What I ideally need is a place I can pay to use for a day that has access for a hose and electric supply and where I can put the car under a roof to machine polish and re-Zaino.

I'm in Gloucestershire but just can't think of anything that comes to mind. Are there places like this about?


----------



## barry P. (May 9, 2010)

Have you tried asking Iain if he has a bit of spare room for a day in the "projects" unit?


----------



## Karls (Jul 12, 2010)

barry P. said:


> Have you tried asking Iain if he has a bit of spare room for a day in the "projects" unit?


That's a thought Barry but whenever I go to Iain's, it's always busy with cars being shunted around but I'll see if he has any suggestions. Thanks.


----------



## Voyager (Jul 20, 2012)

we're in the midlands maybe a bit far, but if u fancy a run out you can use our place, we have everything here you need, snow foam lance etc etc and my beloved milwakee vari 6" mop halogen spot for swirl detection.
nope were not a car detailing place just anal about my paint :chuckle:


----------



## *MAGIC* (Oct 21, 2009)

Get your ass over here.

I might have a polish or 2 you could use :thumbsup:


----------



## fourtoes (Feb 27, 2003)

Not too far from you buddy.
Just near Bath in the S. West, if that's any good give me a shout be good to meet you!

Bob


----------



## HarryW (Jul 15, 2012)

Try Detailing Jem chap, give him a google, stunning work that this guy carries out, and at a fair price!


----------



## Karls (Jul 12, 2010)

Wow! Thanks for all the replys people! I haven't checked this thread for a few days but I must say, your generosity is outstanding!

Just to let you know, I did find a place in the end. Close to where I work on an old WWII airfield, Mitsubishi used to rent out one of the old hangers to store imported new cars and they built a dedicated wash bay too! It's a lovely sized bay, electric, water and drainage. If I could pick it up and take it home I would but I'd have nowhere to put it 

I spent from 08:00 until 16:30 working on the car and I was absolutely fubar'd. Today has been a struggle moving.

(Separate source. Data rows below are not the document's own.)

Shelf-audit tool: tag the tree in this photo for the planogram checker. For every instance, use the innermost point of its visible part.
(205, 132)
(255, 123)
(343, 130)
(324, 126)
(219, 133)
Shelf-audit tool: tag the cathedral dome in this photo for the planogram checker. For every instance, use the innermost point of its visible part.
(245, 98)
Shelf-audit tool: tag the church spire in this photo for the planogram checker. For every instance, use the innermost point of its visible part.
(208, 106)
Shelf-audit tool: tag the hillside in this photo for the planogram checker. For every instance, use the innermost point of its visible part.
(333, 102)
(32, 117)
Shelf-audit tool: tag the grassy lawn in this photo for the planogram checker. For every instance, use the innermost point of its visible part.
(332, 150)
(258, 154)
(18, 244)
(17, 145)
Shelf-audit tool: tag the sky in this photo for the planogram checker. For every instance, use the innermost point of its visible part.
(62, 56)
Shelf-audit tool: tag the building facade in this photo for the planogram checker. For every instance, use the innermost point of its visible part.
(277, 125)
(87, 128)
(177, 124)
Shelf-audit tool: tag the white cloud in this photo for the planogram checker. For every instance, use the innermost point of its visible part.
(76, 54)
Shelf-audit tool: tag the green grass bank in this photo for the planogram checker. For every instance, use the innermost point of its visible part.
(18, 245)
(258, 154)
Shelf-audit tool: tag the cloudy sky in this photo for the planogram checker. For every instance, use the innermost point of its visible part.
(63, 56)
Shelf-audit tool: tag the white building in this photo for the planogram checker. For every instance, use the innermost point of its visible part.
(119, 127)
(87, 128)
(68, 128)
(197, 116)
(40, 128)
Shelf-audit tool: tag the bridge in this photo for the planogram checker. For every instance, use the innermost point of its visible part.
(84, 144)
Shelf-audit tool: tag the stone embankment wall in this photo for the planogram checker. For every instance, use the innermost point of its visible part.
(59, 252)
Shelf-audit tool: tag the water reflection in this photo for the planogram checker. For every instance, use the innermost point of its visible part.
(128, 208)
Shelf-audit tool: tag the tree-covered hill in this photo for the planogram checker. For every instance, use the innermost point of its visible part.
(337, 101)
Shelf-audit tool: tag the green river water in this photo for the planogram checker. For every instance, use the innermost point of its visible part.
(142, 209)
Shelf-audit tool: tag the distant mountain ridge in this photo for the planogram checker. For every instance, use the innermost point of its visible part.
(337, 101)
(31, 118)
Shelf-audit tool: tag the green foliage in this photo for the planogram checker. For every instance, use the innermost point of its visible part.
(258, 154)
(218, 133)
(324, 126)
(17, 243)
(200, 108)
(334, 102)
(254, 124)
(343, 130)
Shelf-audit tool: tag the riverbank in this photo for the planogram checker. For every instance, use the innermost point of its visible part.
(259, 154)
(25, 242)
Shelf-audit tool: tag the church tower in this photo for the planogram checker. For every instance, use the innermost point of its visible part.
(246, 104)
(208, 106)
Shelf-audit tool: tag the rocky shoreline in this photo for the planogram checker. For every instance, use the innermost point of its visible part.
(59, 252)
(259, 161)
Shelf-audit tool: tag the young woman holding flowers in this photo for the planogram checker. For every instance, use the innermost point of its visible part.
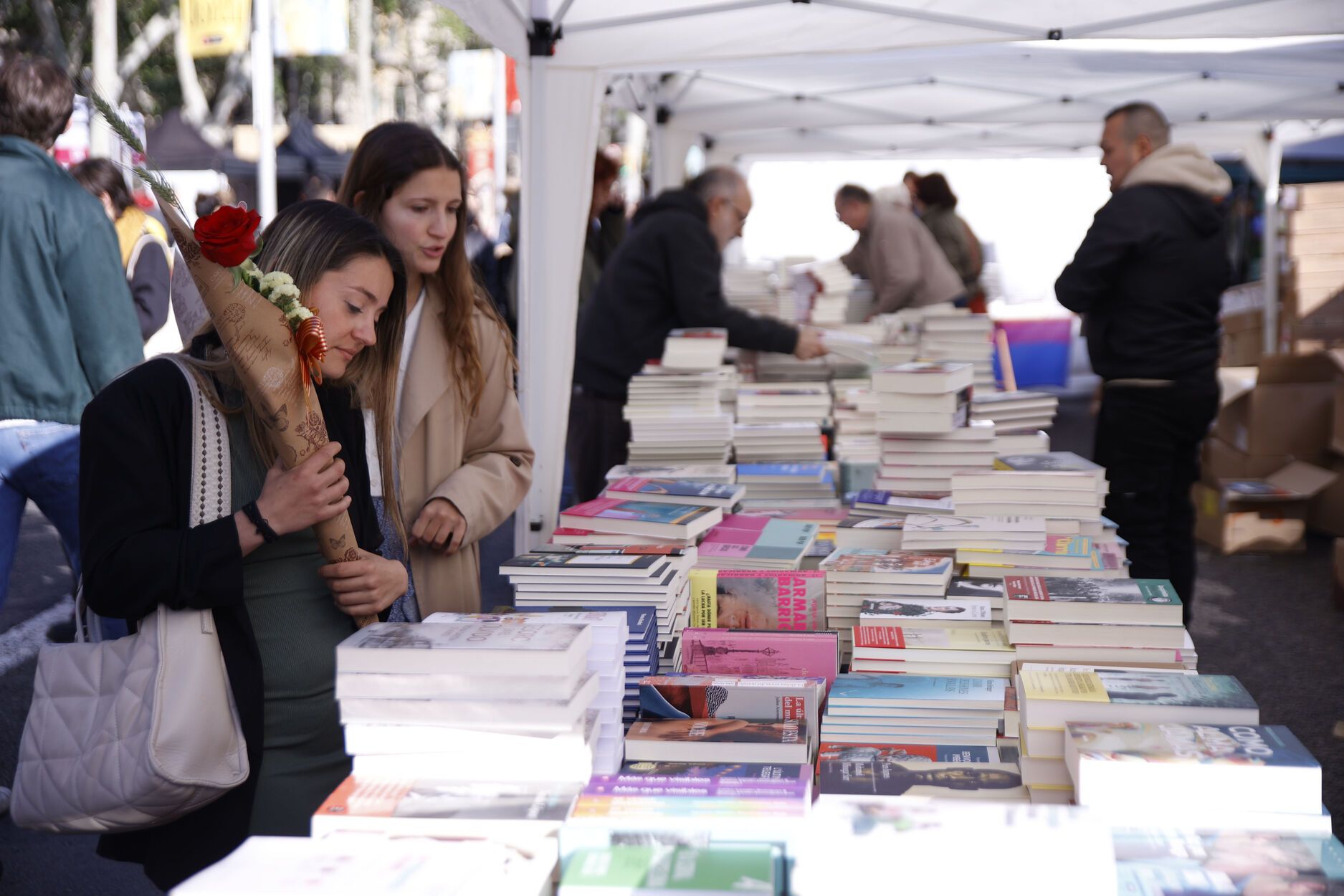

But it was worth it when I look at the finished results. I drove it to work this morning on the airfield and thought I'd have a quick play on a left hander, so, TC off and a boot full of Iain's finest Stage 4 on the corner and....I ended up grass tracking with the car sideways across the long, wet dewy grass in the adjacent field, admiring how arty a picture it looked with the dew turning to mist and grass shooting everywhere, even inside the car.

When I parked up, my shiny car was now grass and seed covered. The waxed wheels looked a bit sad too with grass sticking out of them.

So, I considered myself duly bit, chewed up and spat out and learnt that this car out performs me in droves. From now on it's TC in Race!

Thanks again for the kind offers


----------